The congregation also wants to invite members of the wider LGBTQ community into an affirming space where they’re free to explore larger spiritual questions.
It is important that those identifying as LGBTQ seeking a spiritual community find a welcoming one, he said.
“Historically, churches have been our enemy,” said Wesolowski. “[The correlation becomes] if the church rejects us, then God rejects us.”
Traditionally, churches have rejected the LGBTQ community with labels such as “intrinsically morally disordered,” said Wesolowski.
Wesolowski grew up in the Catholic Church, but said he left it over the denomination’s views against homosexuality. He said it finally dawned on him, “I’m not welcomed here.”
“[Saint Michael’s] is an example of a church after the conversation [about whether to welcome LGBTQ-identified people] is over,” said Paul Moberly, parishioner and planning team member.
There was a time when many within the Episcopal Church were unhappy with women becoming bishops.
Later, people were unhappy with openly LGBTQ-identified people becoming bishops. But they moved on from that unhappiness and, at least in Vermont, into a full inclusion of all genders and and sexual identities, said Moberly.
A number of gay couples call St. Michael’s their congregation, said Moberly.
It’s easy to assume that the church welcomes those in the LGBTQ community “seeking a friendly church home,” he said. But, hanging the rainbow flag tells the whole community that the church’s doors stand open.
Moberly said that when he was 12 he witnessed members of his Midwestern childhood church vote to expel a homosexual man.
The experience served as a negative “cautionary tale,” he said.

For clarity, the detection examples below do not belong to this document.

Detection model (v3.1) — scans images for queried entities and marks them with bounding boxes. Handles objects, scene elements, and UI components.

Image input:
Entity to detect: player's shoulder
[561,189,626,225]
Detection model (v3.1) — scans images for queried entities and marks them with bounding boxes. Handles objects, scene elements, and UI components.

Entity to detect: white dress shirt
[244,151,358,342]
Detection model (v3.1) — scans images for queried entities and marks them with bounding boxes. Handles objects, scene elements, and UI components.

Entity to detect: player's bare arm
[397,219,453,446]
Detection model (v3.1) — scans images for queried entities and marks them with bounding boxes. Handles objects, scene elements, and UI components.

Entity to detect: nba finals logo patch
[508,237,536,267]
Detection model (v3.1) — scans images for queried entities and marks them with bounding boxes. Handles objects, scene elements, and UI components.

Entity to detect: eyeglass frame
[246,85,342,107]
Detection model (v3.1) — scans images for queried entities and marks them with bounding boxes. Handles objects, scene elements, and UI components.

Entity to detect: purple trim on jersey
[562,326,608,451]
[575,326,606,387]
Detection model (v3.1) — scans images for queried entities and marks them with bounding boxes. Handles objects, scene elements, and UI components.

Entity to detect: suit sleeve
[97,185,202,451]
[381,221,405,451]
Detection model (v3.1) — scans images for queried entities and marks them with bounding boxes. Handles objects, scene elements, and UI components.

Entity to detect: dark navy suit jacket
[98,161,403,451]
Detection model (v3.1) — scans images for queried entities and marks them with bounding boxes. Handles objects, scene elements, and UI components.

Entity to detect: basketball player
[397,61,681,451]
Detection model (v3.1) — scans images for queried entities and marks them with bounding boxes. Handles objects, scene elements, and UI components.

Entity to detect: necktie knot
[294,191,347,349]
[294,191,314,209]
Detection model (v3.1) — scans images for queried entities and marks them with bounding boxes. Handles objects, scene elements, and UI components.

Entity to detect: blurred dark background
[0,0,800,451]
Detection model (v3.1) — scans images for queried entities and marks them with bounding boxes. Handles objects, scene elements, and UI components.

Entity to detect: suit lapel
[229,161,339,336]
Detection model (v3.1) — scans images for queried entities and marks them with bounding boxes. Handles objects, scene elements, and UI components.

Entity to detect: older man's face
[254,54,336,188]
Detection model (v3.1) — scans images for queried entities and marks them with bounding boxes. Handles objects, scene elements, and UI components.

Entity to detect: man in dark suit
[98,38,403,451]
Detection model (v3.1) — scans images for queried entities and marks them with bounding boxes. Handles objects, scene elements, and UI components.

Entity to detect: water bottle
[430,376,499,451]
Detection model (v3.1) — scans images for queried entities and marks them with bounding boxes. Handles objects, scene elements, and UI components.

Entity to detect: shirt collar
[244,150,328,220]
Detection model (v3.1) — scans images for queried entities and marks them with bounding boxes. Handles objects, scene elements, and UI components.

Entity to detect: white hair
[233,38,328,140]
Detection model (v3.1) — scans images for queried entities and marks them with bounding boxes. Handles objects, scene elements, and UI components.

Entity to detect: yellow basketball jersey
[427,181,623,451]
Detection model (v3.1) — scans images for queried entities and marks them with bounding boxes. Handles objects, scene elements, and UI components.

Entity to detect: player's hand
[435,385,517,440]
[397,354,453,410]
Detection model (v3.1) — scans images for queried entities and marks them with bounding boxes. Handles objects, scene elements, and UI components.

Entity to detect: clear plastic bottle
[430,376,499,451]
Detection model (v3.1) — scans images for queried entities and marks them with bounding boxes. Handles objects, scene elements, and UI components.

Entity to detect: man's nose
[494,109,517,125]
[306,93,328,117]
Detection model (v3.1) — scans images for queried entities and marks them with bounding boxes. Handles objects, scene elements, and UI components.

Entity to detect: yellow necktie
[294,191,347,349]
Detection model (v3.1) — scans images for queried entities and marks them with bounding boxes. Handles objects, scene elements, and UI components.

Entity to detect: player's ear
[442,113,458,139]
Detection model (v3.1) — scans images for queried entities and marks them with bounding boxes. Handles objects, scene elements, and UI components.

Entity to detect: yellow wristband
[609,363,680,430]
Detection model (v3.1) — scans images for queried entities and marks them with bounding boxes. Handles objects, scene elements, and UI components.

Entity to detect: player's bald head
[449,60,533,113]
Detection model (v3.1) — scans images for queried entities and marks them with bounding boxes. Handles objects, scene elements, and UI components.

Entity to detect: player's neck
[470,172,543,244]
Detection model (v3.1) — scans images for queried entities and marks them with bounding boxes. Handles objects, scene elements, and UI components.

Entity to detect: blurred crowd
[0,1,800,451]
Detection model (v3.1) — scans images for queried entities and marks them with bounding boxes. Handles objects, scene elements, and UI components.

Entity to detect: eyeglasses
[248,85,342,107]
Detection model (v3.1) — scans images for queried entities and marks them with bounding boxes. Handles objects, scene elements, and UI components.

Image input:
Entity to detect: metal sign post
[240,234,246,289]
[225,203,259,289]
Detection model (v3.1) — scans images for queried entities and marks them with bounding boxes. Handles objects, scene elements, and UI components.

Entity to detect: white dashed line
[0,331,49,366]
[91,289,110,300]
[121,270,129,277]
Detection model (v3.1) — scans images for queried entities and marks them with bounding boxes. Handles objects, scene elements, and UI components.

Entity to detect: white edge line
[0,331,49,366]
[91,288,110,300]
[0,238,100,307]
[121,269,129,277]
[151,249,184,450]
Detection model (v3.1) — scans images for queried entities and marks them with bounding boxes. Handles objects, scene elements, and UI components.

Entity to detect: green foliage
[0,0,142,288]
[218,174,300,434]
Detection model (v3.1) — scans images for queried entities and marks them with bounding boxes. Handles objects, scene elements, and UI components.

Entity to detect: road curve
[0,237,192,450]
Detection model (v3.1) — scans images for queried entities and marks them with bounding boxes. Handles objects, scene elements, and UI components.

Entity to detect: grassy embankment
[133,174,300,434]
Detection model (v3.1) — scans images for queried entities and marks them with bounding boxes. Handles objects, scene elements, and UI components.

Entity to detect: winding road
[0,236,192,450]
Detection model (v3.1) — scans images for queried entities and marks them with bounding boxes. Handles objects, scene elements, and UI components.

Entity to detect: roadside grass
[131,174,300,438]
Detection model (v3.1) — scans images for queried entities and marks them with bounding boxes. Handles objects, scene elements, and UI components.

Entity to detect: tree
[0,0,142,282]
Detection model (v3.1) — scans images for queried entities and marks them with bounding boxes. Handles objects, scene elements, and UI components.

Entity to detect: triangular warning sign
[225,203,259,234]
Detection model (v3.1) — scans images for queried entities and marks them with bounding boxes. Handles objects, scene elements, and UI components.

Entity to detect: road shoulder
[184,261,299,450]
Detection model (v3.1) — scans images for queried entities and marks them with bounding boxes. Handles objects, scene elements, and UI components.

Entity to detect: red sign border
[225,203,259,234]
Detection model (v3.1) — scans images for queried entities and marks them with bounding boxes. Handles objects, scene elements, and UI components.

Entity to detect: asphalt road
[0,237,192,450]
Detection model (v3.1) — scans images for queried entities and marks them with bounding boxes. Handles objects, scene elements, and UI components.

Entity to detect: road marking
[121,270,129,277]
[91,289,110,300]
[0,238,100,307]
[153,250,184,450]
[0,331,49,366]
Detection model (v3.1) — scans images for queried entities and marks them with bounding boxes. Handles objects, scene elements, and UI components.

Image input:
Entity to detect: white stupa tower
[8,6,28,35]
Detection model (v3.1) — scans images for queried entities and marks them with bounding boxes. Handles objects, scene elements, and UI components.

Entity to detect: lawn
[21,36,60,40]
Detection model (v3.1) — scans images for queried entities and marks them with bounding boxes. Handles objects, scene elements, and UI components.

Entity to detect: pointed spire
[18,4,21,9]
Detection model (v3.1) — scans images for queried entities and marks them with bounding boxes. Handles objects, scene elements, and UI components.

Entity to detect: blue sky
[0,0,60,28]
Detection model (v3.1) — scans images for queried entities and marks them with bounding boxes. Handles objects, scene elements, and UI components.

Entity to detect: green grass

Moberly said the common message about homosexuality and the church comes from the conservative, evangelical side of the political spectrum. He said he feels responsible to tell the “progressive church’s” side of the conversation.
What hooks Wesolowski’s heart as a religious person is the part of his faith that asks him to “respect the worth and dignity of every person.”
This practice helps guide how Wesolowski lives in the world.
If respecting another’s dignity is how we want to live, then PRIDE Sunday is the congregation’s way of putting its money where its mouth is.
On June 30, the 8 and 10:15 a.m. services will reflect “the joy of our diversity as human beings.” Moberly and Wesolowski will lead a special forum called “Sexuality and Spirituality: Celebrate the Link” at 9 a.m.